A data center may be defined as a location, for example, a room that houses equipment such as computer systems arranged in a number of racks. A standard rack, for example, an electronics cabinet, is defined as an Electronics Industry Association (EIA) enclosure, 78 in. (2 meters) wide, 24 in. (0.61 meter) wide and 30 in. (0.76 meter) deep. These racks are configured to house a number of computer systems, about forty (40) systems, with future configurations of racks being designed to accommodate 200 or more systems. The computer systems typically dissipate relatively significant amounts of heat during the operation of the respective components. For example, a typical computer system comprising multiple microprocessors may dissipate approximately 250 W of power. Thus, a rack containing forty (40) computer systems of this type may dissipate approximately 10 KW of power.
Efficient environmental control of a data center requires detailed knowledge of environmental conditions through the data center. Thus, sensors are typically positioned throughout the data center to detect temperature, pressure, humidity, or mass flow rates of air. In order to detect these conditions with a relatively high degree of granularity, large numbers of sensors are required to be placed throughout the data center. The sensors are typically configured to transmit detected condition information to a particular computing or monitoring device that acts as a data center controller to control environmental actuators for the data center. For example, the controller is used to control computer room air conditioning (CRAC) units that operate to deliver cool air to the data center to keep computer systems therein from overheating.

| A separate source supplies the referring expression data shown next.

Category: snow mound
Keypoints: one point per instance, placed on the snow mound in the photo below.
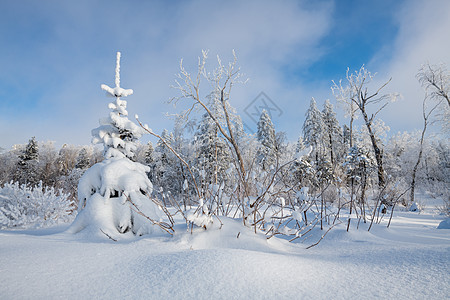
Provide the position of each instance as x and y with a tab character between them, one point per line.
444	224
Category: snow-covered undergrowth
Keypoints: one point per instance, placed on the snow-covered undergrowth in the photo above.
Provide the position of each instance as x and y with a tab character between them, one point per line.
408	260
25	206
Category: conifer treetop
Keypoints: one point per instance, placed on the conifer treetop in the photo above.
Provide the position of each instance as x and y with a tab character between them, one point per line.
117	91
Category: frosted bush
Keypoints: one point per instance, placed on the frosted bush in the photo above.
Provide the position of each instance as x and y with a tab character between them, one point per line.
39	206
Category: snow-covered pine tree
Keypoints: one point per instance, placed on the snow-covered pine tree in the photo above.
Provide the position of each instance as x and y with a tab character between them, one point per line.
213	156
333	133
28	164
82	159
313	130
266	155
163	161
111	192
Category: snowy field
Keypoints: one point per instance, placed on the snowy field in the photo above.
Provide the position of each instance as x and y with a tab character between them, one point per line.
409	260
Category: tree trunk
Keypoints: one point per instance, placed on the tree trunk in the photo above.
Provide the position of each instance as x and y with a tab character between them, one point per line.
413	180
376	150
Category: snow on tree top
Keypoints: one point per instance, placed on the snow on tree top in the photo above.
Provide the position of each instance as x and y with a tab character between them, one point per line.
116	132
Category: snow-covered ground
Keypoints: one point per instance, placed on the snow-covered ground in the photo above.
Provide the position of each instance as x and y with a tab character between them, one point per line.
409	260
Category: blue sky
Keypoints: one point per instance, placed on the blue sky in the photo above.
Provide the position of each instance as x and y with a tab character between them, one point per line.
55	54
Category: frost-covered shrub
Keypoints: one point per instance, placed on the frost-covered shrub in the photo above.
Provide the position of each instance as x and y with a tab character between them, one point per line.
39	206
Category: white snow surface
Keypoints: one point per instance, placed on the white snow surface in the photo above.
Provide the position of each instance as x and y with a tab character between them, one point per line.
409	260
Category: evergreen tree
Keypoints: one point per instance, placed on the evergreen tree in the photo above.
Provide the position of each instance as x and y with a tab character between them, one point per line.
213	156
82	159
117	134
27	171
266	155
333	133
113	194
313	130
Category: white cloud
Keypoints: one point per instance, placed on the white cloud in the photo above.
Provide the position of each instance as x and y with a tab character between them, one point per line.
424	28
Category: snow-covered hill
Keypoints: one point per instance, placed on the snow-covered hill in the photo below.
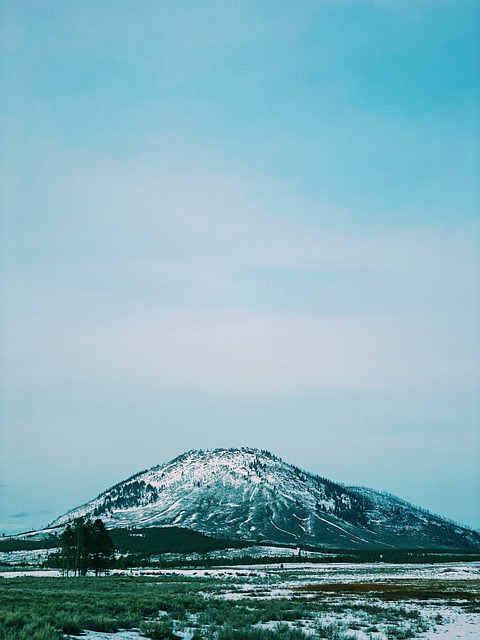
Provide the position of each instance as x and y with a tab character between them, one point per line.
251	494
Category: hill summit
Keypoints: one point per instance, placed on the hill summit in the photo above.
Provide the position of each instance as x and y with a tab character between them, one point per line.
250	494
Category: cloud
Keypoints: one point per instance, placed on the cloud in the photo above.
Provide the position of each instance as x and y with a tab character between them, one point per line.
199	280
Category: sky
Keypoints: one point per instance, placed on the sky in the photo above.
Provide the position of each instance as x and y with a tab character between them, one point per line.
239	223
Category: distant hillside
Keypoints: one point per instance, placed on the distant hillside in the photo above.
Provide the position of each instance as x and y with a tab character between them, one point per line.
254	496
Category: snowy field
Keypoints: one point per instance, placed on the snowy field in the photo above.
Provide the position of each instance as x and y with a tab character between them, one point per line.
337	601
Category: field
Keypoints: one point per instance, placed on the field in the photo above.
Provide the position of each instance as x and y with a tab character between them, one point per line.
292	602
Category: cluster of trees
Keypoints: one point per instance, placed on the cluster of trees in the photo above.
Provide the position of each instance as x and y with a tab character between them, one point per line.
85	545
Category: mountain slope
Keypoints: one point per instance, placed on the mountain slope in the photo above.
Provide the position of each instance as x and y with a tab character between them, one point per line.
253	495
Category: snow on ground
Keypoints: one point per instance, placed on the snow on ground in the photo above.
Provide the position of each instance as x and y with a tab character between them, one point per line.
446	618
34	557
464	626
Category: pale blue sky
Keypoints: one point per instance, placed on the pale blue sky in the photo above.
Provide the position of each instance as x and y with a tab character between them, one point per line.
239	223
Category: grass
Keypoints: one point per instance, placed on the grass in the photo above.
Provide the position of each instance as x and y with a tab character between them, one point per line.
34	608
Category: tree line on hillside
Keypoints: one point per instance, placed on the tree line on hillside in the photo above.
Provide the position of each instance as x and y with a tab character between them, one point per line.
85	545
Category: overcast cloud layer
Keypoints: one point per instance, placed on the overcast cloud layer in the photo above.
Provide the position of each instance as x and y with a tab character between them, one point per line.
239	224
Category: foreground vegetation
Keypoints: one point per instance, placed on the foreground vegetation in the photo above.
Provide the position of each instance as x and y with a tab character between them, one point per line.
221	607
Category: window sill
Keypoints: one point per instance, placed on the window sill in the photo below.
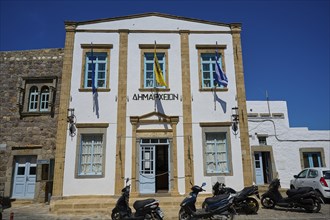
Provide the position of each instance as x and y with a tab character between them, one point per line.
89	176
154	89
213	89
27	114
98	90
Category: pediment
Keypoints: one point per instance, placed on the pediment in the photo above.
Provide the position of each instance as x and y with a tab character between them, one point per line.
151	21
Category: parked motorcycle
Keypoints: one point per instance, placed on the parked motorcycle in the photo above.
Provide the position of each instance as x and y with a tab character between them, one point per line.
243	202
305	197
220	206
145	209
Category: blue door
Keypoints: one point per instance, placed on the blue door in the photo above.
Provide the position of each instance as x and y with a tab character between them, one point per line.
258	168
24	180
147	169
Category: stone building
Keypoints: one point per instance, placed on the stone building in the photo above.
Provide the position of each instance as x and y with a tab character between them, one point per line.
162	136
29	94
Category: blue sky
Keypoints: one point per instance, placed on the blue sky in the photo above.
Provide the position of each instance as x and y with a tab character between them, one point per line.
285	43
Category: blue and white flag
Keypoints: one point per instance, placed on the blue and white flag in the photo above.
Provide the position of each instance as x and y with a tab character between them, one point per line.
94	88
219	76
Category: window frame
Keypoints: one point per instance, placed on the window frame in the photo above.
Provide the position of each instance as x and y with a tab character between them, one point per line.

Because of the relatively large number of sensors typically employed in a data center, the data center controller must be configured to provide association between the sensor readings and the sensor position. Also, in a dynamic environment of the data center, where equipment is added to or removed from the data center to accommodate dynamic information technology (IT) needs, associated sensors also must be added to or removed from the data center. Thus, there is a need to track the addition and removal of sensors in the data center so as to configure the sensors accordingly before they are used by the data collection system.
Conventionally, sensor configuration tasks are typically handled by one of two methods, local hardware configuration or table-based remote software configuration. Both of these methods are labor intensive and error prone. In local hardware configuration, sensor identifying information is set by a physical switch or by manipulation of the register setting on the sensor to provide sufficient sensor configuration details for proper assembly. This requires a trained sensor installer with detailed knowledge of settings and global installation design. This method also requires hardware switches or programmable memory and programming devices for each setting change. In table-based remote software configuration, a remote database is used to track configuration parameters. Settings are often manually determined and input into the database. This method requires real time cooperation between the sensor installer and the database maintainer.
It would be beneficial to more efficiently configure sensors as they are added to or removed from a network.